Sampaikan RUU P2APBN, Menkeu Ingatkan APBN Sehat dan Berkelanjutan
JAKARTA, investortrust.id - Menteri Keuangan Sri Mulyani Indrawati mengingatkan meminta semua pihak untuk menjaga Anggaran Pendapatan dan Belanja Negara (APBN) tetap sehat. Sebab, APBN merupakan instrumen kebijakan penting dan strategis bagi sebuah negara untuk mencapai cita-citanya.
“APBN harus selalu dijaga tetap sehat, berkelanjutan, dan kredibel agar efektif memecahkan persoalan bangsa dan bukan justru menjadi sumber persoalan, bahkan menciptakan krisis,” kata Sri Mulyani saat menyampaikan Keterangan Pemerintah Mengenai RUU tentang Pertanggungjawaban Atas Pelaksanaan (P2) APBN 2023, di rapat paripurna DPR, gedung parlemen, Jakarta, Kamis (4/7/2024).
Baca Juga
Penerimaan Negara Anjlok, APBN Catat Defisit Rp 21,8 Triliun Mei
Sri Mulyani juga menyebutkan banyak negara di dunia yang tidak mampu mengelola dan menjaga APBN secara sehat dan tepat akibatnya krisis berkelanjutan baru melanda negara-negara tersebut. “APBN harus terus dikelola secara transparan, kredibel, dan akuntabel, sebagai wujud pertanggungjawaban pemerintah kepada rakyatnya,” kata dia.

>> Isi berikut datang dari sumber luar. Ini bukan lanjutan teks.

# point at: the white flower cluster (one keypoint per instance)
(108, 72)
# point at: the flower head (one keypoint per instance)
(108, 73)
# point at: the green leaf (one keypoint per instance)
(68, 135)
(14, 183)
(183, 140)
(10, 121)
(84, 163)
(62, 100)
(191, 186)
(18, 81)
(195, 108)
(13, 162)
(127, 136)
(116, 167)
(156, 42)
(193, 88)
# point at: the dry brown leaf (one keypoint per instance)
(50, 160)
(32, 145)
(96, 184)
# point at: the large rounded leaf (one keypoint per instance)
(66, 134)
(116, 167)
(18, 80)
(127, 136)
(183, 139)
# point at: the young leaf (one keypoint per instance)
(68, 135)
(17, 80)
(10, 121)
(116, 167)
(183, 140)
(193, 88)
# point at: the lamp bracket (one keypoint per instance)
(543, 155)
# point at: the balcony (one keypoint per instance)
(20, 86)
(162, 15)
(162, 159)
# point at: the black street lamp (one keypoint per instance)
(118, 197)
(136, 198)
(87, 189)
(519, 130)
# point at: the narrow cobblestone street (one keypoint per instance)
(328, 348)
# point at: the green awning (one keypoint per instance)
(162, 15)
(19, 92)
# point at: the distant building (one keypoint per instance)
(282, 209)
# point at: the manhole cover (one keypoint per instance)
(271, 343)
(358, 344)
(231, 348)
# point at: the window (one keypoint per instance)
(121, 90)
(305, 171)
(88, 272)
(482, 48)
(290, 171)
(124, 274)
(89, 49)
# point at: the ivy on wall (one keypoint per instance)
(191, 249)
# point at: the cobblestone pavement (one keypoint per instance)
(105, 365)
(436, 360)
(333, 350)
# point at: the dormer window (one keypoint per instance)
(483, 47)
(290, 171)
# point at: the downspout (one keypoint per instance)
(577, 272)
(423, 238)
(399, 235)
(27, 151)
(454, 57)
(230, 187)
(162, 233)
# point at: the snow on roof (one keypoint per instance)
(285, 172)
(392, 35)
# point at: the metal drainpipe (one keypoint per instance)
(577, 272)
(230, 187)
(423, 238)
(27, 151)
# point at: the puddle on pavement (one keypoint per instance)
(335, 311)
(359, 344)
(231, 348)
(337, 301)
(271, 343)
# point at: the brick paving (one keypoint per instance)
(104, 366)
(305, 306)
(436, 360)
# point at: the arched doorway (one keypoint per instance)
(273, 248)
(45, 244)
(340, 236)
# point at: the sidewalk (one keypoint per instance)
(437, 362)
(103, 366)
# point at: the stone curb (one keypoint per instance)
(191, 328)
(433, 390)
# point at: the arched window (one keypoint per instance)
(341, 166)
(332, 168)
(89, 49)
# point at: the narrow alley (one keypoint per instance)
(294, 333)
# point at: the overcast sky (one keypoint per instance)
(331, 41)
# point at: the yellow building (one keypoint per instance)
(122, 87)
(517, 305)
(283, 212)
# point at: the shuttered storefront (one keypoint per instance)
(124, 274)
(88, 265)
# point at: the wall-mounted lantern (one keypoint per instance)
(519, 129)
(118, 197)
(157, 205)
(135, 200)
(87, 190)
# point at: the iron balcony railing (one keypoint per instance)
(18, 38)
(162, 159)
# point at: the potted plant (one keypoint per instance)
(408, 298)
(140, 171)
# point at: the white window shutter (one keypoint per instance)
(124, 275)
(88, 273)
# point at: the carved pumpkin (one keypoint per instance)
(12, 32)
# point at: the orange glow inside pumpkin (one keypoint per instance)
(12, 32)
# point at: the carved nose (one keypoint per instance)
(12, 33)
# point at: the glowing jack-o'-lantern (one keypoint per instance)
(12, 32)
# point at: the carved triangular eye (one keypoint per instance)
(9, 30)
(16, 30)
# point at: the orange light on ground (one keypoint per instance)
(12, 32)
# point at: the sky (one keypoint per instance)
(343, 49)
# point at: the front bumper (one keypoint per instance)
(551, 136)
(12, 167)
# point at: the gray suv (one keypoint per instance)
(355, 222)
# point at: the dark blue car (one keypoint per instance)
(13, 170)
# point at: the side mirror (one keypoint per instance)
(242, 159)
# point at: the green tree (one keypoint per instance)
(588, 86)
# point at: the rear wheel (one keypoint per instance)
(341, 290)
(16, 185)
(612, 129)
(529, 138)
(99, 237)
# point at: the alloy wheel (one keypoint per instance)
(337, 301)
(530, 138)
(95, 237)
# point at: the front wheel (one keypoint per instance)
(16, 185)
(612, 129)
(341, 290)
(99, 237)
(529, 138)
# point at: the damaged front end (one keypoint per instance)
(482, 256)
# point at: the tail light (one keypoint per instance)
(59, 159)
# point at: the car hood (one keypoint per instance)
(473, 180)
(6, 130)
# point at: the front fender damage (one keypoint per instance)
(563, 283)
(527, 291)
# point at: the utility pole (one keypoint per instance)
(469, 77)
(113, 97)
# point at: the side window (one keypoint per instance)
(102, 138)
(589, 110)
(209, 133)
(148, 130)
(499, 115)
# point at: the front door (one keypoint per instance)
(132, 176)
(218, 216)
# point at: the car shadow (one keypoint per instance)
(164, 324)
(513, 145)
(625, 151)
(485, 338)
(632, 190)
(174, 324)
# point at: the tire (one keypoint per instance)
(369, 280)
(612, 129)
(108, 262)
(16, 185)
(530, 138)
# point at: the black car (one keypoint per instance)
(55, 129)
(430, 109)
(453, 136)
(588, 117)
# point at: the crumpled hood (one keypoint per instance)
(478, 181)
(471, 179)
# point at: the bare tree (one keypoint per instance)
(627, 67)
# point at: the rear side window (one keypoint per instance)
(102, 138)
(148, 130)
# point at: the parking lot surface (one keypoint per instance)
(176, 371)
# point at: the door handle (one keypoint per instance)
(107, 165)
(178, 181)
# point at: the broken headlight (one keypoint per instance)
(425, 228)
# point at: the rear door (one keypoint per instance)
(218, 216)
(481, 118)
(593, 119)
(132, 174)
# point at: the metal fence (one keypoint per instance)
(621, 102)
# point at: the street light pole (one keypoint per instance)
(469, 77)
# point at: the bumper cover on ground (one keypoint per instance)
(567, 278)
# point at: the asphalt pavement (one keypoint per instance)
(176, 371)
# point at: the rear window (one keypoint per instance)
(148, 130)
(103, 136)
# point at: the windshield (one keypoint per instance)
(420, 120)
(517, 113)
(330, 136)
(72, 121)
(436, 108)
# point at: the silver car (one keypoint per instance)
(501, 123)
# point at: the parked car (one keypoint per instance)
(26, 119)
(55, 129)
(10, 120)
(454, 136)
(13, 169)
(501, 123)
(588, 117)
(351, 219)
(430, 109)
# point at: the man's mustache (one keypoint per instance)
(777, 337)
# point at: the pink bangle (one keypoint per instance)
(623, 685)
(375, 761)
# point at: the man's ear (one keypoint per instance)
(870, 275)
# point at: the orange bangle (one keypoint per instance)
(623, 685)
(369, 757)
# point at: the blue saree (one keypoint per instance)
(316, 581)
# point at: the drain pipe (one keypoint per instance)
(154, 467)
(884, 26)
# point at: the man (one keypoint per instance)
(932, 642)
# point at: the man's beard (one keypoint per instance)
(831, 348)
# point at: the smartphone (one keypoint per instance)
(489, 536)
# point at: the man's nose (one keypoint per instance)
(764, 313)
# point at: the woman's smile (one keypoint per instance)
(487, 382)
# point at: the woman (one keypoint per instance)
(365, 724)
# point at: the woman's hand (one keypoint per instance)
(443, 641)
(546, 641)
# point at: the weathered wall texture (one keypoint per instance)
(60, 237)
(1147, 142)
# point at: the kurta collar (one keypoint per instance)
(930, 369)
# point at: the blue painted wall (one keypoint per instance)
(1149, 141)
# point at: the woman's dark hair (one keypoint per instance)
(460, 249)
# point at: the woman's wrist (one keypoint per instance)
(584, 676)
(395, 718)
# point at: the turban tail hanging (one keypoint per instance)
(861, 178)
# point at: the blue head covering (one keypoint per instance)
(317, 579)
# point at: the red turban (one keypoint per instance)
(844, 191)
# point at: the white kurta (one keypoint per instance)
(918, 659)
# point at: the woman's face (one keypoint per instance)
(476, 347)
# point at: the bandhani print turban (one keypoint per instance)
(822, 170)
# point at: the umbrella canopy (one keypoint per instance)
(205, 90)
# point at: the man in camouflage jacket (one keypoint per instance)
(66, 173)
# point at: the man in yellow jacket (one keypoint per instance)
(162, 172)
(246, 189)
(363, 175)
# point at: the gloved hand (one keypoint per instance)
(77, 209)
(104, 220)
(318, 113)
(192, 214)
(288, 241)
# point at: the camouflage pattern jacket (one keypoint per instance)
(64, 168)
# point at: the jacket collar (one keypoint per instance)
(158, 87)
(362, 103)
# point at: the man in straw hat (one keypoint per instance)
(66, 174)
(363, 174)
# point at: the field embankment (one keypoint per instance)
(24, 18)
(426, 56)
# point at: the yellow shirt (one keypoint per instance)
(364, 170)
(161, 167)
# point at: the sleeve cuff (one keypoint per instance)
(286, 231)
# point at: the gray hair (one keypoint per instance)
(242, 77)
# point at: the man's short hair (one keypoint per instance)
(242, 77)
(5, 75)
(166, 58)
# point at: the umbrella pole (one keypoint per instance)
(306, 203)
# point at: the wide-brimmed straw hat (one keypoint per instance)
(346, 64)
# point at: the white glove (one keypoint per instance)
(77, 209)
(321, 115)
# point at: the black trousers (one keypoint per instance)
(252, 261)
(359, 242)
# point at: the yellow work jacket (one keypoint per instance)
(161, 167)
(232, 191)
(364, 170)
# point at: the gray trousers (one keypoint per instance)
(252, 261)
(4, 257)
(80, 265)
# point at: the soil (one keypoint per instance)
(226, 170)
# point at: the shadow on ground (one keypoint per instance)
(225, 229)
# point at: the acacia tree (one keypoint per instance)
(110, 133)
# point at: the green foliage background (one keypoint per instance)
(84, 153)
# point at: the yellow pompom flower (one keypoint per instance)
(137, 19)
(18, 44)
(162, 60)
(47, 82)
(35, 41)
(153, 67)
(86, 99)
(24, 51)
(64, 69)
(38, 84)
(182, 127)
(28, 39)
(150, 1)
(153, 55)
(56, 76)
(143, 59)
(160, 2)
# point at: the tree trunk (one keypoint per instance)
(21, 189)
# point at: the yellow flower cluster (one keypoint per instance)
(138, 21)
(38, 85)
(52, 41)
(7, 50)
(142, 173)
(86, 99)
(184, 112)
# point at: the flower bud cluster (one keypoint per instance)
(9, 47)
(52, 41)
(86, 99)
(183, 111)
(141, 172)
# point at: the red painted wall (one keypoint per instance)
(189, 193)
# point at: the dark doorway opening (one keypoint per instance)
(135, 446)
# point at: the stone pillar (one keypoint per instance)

Selama 10 tahun terakhir, ungkap dia, APBN menjadi sumber pendanaan bagi pembangunan fisik dan non-fisik. APBN digunakan untuk meningkatkan infrastruktur dan konektivitas, kualitas SDM, dan kesejahteraan masyarakat telah menunjukkan kemajuan yang signifikan.
“Sebagai instrumen kebijakan fiskal yang sangat penting yang berfungsi sebagai alat stabilisasi, distribusi, dan alokasi, APBN selalu hadir dan diandalkan negara dalam menghadapi banyak guncangan dan ketidakpastian global dan domestik, seperti pandemi Covid-19 yang luar biasa berat dan dahsyat,” kata dia.
Bendahara Negara ini mengatakan, kondisi pandemi yang luar biasa membutuhkan kebijakan APBN yang juga luar biasa. Dia mengatakan penerimaan negara yang menurun tajam akibat berhentinya kegiatan ekonomi dan masyarakat. “Yang mengharuskan APBN mendanai belanja yang melonjak tinggi untuk menangani pandemi Covid-19 serta memulihkan perekonomian,” kata dia.
Baca Juga
Pascapandemi Covid-19, Sri Mulyani juga menjelaskan APBN berfungsi untuk menghadapi risiko dan volatilitas global yang melonjak tinggi. “APBN 2023 kembali berperan sebagai shock absorber dalam menghadapi risiko guncangan ketidakpastian global dengan fokus pada ‘Peningkatan Produktivitas untuk Transformasi Ekonomi yang Inklusif dan Berkelanjutan’,” kata dia.
Dalam Rapat Paripurna DPR RI ke-20 Masa Persidangan V Tahun Sidang 2023-2024, Wakil Ketua DPR dari Fraksi Partai NasDem Rachmat Gobel menyebut jumlah anggota dewan yang hadir dalam rapat tersebut berjumlah 64 orang dari total 575 anggota DPR periode 2019-2024. Mayoritas para anggota dewan mengajukan izin, dengan jumlah sebanyak 228 orang.